WaiverScout Saw This Coming
We first flagged Morillo as an "Add Now" on April 4th when his ownership sat at literally 0%. By the next day, we had him on our Watch list at 0.1% rostered. The signal briefly cooled — we classified him as "Deprioritize" back on March 26th when the early-season data was murky — but the strikeout spike and improved FIP have validated the original call. WaiverScout identified this arm before anyone was paying attention, and the signal has only strengthened since.
Context and Competition
As CBS Sports noted, Morillo just picked up his first save — a meaningful development for a reliever trying to carve out a high-leverage role. At just 6% rostered, the broader fantasy community hasn't caught on yet. Most mainstream outlets have minimal coverage, which means this is still a ground-floor opportunity if the role solidifies.
In Arizona's bullpen, Morillo is competing for late-inning work alongside arms like Jeff Hoffman, Paul Sewald, and Bryan Abreu.
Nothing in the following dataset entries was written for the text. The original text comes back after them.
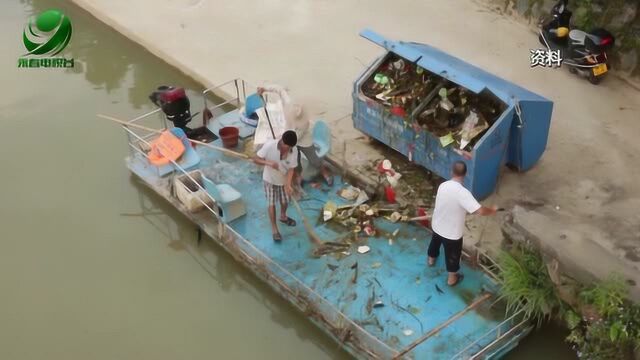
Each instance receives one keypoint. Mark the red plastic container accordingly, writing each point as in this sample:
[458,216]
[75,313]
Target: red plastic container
[390,194]
[229,136]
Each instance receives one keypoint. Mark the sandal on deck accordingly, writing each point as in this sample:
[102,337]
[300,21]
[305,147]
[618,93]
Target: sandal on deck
[459,279]
[289,222]
[431,261]
[329,180]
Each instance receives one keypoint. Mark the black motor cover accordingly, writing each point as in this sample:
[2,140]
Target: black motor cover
[174,103]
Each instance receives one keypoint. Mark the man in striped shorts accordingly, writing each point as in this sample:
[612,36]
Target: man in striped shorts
[280,158]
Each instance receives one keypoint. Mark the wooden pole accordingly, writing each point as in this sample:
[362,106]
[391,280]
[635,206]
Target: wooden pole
[122,122]
[266,112]
[442,326]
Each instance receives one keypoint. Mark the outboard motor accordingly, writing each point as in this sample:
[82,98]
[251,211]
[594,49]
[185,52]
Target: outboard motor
[175,104]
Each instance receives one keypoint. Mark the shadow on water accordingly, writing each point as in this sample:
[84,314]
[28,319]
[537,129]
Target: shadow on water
[106,61]
[228,273]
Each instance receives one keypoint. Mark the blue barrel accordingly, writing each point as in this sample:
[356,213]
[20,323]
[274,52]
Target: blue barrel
[518,141]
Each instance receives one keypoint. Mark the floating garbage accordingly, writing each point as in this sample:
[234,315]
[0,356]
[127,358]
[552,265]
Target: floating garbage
[349,193]
[431,102]
[473,126]
[446,140]
[329,210]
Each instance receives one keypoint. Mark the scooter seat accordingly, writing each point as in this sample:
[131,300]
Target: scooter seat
[577,37]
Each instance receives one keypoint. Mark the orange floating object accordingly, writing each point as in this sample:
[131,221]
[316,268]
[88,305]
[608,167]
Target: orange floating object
[166,148]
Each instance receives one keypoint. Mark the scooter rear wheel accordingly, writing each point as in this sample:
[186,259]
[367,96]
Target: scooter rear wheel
[595,80]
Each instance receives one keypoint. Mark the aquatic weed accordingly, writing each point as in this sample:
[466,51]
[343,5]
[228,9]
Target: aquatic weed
[527,286]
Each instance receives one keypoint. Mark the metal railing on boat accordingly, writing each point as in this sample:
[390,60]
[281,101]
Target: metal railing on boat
[306,299]
[318,309]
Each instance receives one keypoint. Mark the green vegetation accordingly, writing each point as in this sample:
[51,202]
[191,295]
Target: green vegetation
[604,323]
[610,325]
[526,285]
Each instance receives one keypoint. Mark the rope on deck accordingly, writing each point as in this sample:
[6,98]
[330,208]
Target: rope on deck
[438,328]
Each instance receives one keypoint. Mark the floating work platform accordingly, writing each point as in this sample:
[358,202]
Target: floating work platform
[382,304]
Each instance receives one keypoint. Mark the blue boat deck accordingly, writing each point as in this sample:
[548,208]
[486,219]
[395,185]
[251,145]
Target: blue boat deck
[340,297]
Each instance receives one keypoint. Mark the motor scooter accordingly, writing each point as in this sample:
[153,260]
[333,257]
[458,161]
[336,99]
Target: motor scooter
[585,53]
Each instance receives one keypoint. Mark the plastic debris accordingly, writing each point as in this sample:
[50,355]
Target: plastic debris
[398,65]
[465,154]
[329,210]
[368,229]
[473,125]
[349,193]
[446,140]
[381,79]
[393,179]
[390,194]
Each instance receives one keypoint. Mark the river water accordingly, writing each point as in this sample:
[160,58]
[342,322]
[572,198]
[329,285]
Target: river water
[92,264]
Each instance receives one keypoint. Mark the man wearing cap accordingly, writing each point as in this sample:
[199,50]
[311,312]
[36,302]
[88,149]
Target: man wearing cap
[296,119]
[453,203]
[280,158]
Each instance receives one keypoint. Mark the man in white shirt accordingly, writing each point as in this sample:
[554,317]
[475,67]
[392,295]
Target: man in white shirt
[280,158]
[296,119]
[453,203]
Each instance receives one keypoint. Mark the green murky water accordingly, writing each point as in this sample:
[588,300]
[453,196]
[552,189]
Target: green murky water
[94,266]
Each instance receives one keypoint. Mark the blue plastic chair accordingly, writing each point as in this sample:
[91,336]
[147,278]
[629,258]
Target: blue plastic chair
[321,138]
[253,102]
[228,200]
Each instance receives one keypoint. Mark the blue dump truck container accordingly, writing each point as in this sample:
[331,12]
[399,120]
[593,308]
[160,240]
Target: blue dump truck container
[517,120]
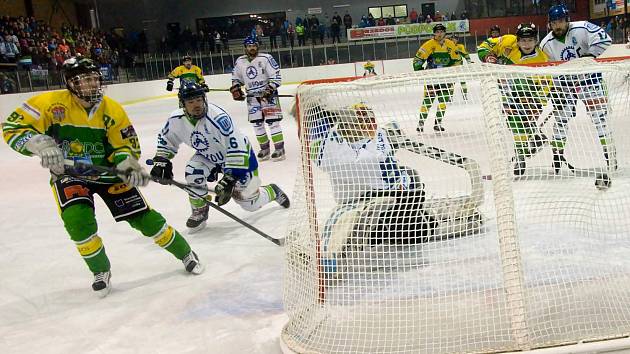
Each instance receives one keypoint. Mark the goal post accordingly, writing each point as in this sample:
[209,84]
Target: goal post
[500,223]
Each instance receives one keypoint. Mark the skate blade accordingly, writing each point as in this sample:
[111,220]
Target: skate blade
[192,230]
[199,268]
[103,293]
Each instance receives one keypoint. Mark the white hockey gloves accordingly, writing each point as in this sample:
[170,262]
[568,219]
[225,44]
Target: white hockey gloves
[132,173]
[46,148]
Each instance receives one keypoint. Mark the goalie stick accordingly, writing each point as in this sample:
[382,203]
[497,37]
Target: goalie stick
[182,186]
[252,95]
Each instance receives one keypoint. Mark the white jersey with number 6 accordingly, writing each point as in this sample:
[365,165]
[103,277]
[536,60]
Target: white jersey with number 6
[582,39]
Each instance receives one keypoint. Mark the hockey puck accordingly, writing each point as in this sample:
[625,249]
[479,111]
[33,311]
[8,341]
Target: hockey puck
[602,181]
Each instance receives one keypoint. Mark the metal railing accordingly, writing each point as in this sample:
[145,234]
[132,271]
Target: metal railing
[156,66]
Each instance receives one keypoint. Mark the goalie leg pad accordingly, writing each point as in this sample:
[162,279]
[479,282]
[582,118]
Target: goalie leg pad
[456,217]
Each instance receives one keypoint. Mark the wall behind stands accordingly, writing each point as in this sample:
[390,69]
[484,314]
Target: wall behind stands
[151,15]
[142,91]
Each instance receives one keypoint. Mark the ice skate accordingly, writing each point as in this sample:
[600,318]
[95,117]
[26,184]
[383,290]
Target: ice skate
[192,264]
[102,284]
[278,155]
[281,197]
[197,220]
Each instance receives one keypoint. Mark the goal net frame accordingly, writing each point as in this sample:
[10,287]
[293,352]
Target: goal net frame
[514,288]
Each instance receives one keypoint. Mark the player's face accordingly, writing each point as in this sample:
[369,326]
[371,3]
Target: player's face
[195,107]
[527,45]
[88,87]
[251,50]
[559,27]
[439,35]
[367,121]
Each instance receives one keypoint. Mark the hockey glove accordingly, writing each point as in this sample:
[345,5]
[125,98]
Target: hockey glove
[491,58]
[224,189]
[214,174]
[237,93]
[130,171]
[162,169]
[268,93]
[417,65]
[46,148]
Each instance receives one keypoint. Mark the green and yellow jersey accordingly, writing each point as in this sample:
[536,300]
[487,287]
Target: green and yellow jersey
[187,75]
[102,135]
[484,48]
[436,54]
[462,54]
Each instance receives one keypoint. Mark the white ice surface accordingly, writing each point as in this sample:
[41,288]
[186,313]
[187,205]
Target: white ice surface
[47,305]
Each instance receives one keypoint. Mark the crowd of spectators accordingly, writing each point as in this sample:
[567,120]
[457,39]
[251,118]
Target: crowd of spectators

That's a crowded group, and it's the primary reason we're holding at Watch rather than upgrading. The stuff is trending up, but the path to consistent save opportunities isn't locked in.
The Caveats
We need to be transparent about what we're working with: 3 innings over the last 7 days and 10.7 innings over 30 days. This is an early signal, not a proven commodity. A 28.6% K rate in a tiny window could be noise. The save is encouraging from a usage standpoint, but one 10th-inning opportunity doesn't make him the closer. The confidence level here is low by design — this is a player who could be emerging, not one who has arrived.
Verdict: Watch
Juan Morillo is a Watch. The strikeout surge is real and the FIP supports it — 2.43 over the last week with a 28.6% K rate is exactly the kind of skills breakout that precedes a role upgrade. But the sample is razor-thin, the bullpen hierarchy is unclear, and the 30-day numbers remind us how rough the floor can be. Add him to your watchlist now. If he strings together another week of double-digit K/9 work and snags another save opportunity or two, this becomes an add. For now, monitor closely — WaiverScout will be the first to upgrade if the signal holds.